EACR Travel Fellowships are co-sponsored by Worldwide Cancer Research and provide funds up to €3,000 to early-career cancer researchers. For more information on how to apply for Travel Fellowships, you can visit the EACR website.

Home Institution: Royal College of Surgeons in Ireland, Dublin, Ireland
Host Institution: Center for Medical Genetics, Ghent University, Ghent, Belgium
Date of the visit: 06 September 2017 – 14 September 2017

I recently started the second year of my postgraduate studies under the supervision of Dr. T. Ni Chonghaile at Royal College of Surgeons in Dublin, Ireland. My research project is focused on determining the effects of distinct tumour microenvironments on the anti-apoptotic BCL-2 dependence of T-cell acute lymphoblastic leukaemia (T-ALL). T-ALL is a hematologic malignancy resulting from the transformation of T-cell progenitors.

Despite the improvements in the combined chemotherapeutic protocols, the outcome of T-ALL for patients with primary resistant or relapsed leukaemia, accounting for ~15% of paediatric and 50% of adult cases, remains poor.

In vivo imaging platform

Early T-cell progenitor ALL (ETP-ALL) is a subgroup accounting for 5% to 10% of T-ALL cases and is associated with a poor prognosis and a very high risk of relapse. Recently Dr. T. Ni Chonghaile and Dr. P. Van Vlierberghe’s group have demonstrated that ETP-ALL is dependent on the anti-apoptotic protein BCL-2 for survival and sensitive to inhibition with the BH3 mimetic ABT-199. BH3 mimetics are small molecules with drug-like properties that have been developed to target the hydrophobic groove of pro-survival Bcl-2 proteins, and induce apoptosis. BH3 mimetic ABT-199 is a selective BCL-2 inhibitor and has the potential to be a powerful drug in the clinic, showing promising results in the treatment of chronic lymphocytic leukemia. Recently we have established a collaboration with Dr. P. Van Vlierberghe’s group to assess the in vivo mechanisms of ABT-199 resistance in a murine xenograft model of ETP –ALL using BH3 profiling. Dr. P. Van Vlierberghe’s lab have developed several T-cell acute lymphoblastic leukaemia mouse models to study novel therapeutics pre-clinically.
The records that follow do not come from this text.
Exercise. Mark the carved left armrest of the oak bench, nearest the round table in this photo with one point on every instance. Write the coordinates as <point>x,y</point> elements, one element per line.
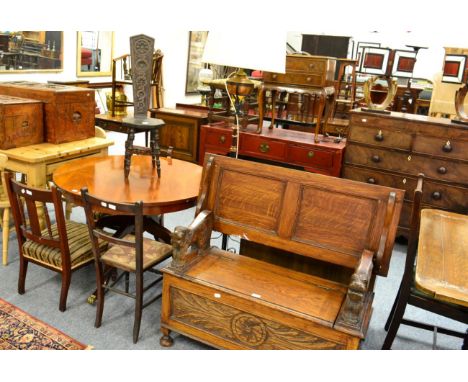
<point>187,242</point>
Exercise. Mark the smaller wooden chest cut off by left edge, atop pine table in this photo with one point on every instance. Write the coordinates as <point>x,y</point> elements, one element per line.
<point>21,122</point>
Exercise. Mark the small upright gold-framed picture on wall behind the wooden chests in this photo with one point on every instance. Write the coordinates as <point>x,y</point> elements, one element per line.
<point>94,53</point>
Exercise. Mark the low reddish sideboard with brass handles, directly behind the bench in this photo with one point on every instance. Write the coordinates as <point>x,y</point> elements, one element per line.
<point>294,148</point>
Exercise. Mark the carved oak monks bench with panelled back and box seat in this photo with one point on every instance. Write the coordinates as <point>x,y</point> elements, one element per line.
<point>231,301</point>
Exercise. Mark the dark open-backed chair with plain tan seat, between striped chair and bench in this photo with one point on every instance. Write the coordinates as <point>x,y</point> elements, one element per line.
<point>131,254</point>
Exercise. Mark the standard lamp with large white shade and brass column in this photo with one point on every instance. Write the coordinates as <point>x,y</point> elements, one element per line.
<point>244,50</point>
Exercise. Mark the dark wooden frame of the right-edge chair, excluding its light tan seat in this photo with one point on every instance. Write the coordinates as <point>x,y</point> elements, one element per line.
<point>410,293</point>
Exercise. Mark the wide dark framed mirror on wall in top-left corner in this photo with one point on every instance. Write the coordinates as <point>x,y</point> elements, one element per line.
<point>31,51</point>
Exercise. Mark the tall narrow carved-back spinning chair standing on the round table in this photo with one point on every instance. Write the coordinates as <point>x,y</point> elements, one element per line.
<point>141,48</point>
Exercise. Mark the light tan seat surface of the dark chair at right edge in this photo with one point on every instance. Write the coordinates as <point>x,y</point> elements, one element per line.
<point>442,262</point>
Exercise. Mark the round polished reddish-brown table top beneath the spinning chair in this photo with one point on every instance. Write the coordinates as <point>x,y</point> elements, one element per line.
<point>176,190</point>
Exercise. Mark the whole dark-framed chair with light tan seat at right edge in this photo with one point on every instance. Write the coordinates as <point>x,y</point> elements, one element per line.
<point>412,291</point>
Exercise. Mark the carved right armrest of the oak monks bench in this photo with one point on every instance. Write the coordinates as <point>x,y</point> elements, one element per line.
<point>353,314</point>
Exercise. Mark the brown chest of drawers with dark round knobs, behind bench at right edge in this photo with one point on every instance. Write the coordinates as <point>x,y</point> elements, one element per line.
<point>391,149</point>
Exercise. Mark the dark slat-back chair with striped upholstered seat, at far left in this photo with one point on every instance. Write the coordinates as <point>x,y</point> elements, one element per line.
<point>63,246</point>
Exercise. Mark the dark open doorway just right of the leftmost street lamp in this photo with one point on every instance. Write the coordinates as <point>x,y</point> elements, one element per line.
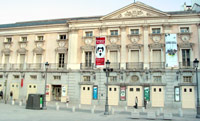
<point>56,92</point>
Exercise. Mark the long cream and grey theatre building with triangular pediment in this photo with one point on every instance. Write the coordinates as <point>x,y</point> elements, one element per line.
<point>151,53</point>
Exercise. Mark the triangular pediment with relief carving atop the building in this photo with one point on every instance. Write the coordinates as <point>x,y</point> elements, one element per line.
<point>135,10</point>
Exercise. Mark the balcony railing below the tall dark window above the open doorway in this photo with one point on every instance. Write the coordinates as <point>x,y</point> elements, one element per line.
<point>57,66</point>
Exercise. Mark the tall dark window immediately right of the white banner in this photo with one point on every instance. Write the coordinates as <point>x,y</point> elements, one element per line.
<point>186,57</point>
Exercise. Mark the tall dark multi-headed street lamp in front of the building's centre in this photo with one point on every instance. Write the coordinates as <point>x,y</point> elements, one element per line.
<point>107,70</point>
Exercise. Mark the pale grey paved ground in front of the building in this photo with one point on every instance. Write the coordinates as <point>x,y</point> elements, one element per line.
<point>15,112</point>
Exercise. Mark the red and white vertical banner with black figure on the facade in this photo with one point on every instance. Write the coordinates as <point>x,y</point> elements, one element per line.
<point>100,51</point>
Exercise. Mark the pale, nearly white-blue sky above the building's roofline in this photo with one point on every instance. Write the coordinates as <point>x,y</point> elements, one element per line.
<point>12,11</point>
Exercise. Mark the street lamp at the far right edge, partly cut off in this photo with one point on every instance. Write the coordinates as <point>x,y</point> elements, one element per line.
<point>196,62</point>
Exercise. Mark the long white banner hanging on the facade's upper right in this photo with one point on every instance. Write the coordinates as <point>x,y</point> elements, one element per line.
<point>171,50</point>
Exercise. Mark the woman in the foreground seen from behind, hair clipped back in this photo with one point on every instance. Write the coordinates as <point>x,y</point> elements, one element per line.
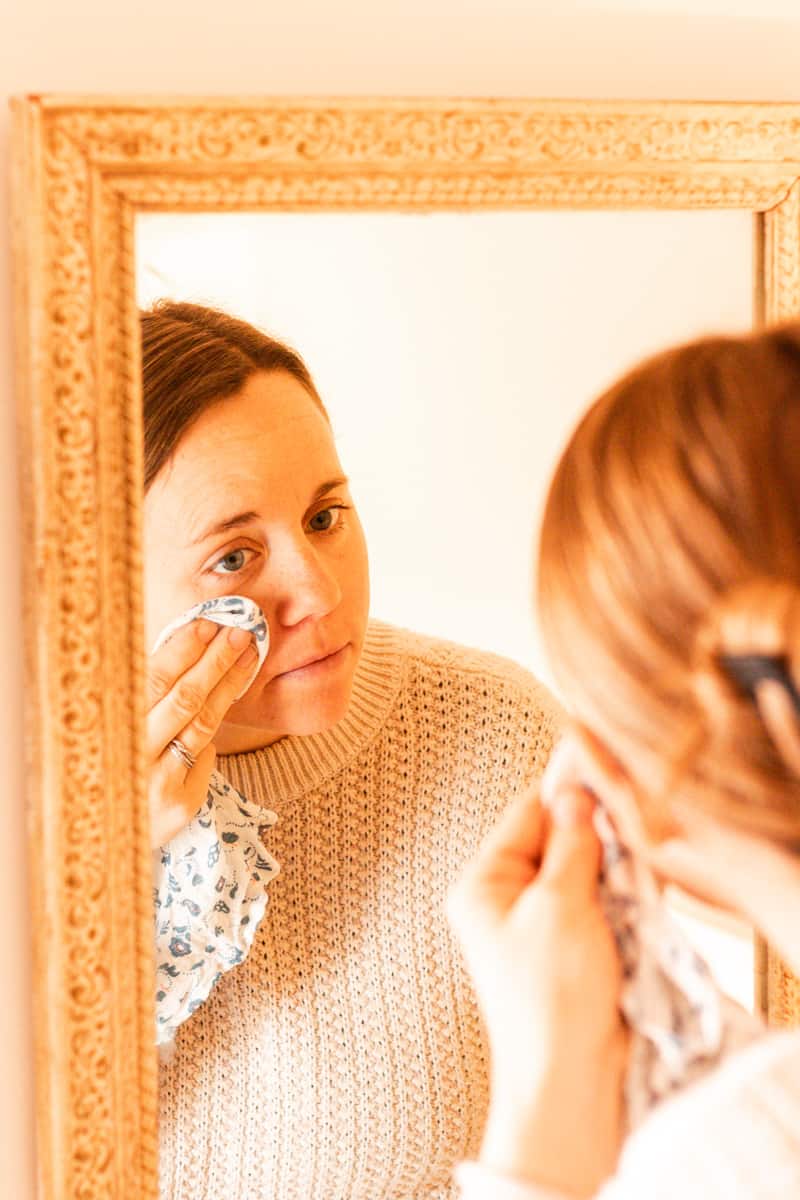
<point>670,602</point>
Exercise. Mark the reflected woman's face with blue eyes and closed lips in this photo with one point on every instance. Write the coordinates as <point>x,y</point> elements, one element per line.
<point>255,502</point>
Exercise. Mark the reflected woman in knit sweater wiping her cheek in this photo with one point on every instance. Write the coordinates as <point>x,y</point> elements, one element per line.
<point>345,1058</point>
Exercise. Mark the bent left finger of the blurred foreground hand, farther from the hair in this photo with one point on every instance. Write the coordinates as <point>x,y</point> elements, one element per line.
<point>504,867</point>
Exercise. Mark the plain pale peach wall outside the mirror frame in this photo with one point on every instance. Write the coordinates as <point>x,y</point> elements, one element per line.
<point>660,50</point>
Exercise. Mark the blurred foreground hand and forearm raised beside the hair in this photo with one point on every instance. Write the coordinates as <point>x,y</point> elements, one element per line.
<point>549,977</point>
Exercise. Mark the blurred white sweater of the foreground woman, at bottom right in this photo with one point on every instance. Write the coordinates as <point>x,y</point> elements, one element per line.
<point>733,1137</point>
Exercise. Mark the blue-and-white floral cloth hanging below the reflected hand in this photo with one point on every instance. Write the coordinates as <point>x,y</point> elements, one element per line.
<point>210,897</point>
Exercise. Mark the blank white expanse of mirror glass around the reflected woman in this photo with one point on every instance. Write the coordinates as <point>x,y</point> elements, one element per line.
<point>455,352</point>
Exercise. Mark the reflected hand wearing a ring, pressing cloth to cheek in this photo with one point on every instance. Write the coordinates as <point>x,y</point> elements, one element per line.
<point>193,682</point>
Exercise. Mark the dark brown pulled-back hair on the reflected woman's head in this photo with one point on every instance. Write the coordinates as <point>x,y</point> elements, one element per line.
<point>194,357</point>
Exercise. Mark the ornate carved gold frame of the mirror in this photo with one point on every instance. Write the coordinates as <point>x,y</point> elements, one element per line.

To study the development of resistance and the involvement of the surrounding tumour microenvironment, we plan to perform BH3 profiling on samples isolated from the xenograft animal model following two weeks of in vivo treatment. BH3 profiling is a tool developed to study the interaction between BCL-2 family proteins. It is a functional assay that measures the response of mitochondria to the exposure of known concentrations of synthetic BH3 peptides by measuring loss of mitochondrial membrane potential or cytochrome c release. The synthetic BH3 peptides have preferential binding for different anti-apoptotic proteins and therefore, distinct anti-apoptotic dependencies can be identified. BH3 profiling has been shown to be a powerful predictor biomarker of cellular response to BH3 mimetics and chemotherapeutics.

This was a valuable opportunity for my early career development and an enriching personal experience.

I visited the lab of Professor Pieter Van Vlierberghe from the 6th to the 14th of September 2017 to follow up the phase of in vivo drug treatment. The primary aim of my visit was to undertake short technical training in xenograft animal models, giving me the opportunity to gain experience in bioluminescence imaging, tail bleeding and the oral gavage procedures.

Alessandra Di Grande in the lab

The time I spent in Prof. Van Vlierberghe’s lab has advanced my technical skill set and I now have experience in working with mouse models, which we will be essential as the project progresses. It was a pleasure to work with talented scientists in this stimulating scientific environment, where I had the opportunity to discuss my research with an expert in the field.

This was a valuable opportunity for my early career development and an enriching personal experience. I am incredibly grateful to be awarded an EACR Travel Fellowship that made it possible for this visit to happen. I would also like to thank Professor Pieter Van Vlierberghe for hosting me and Dr. Sofie Piers for introducing me to the in vivo research work.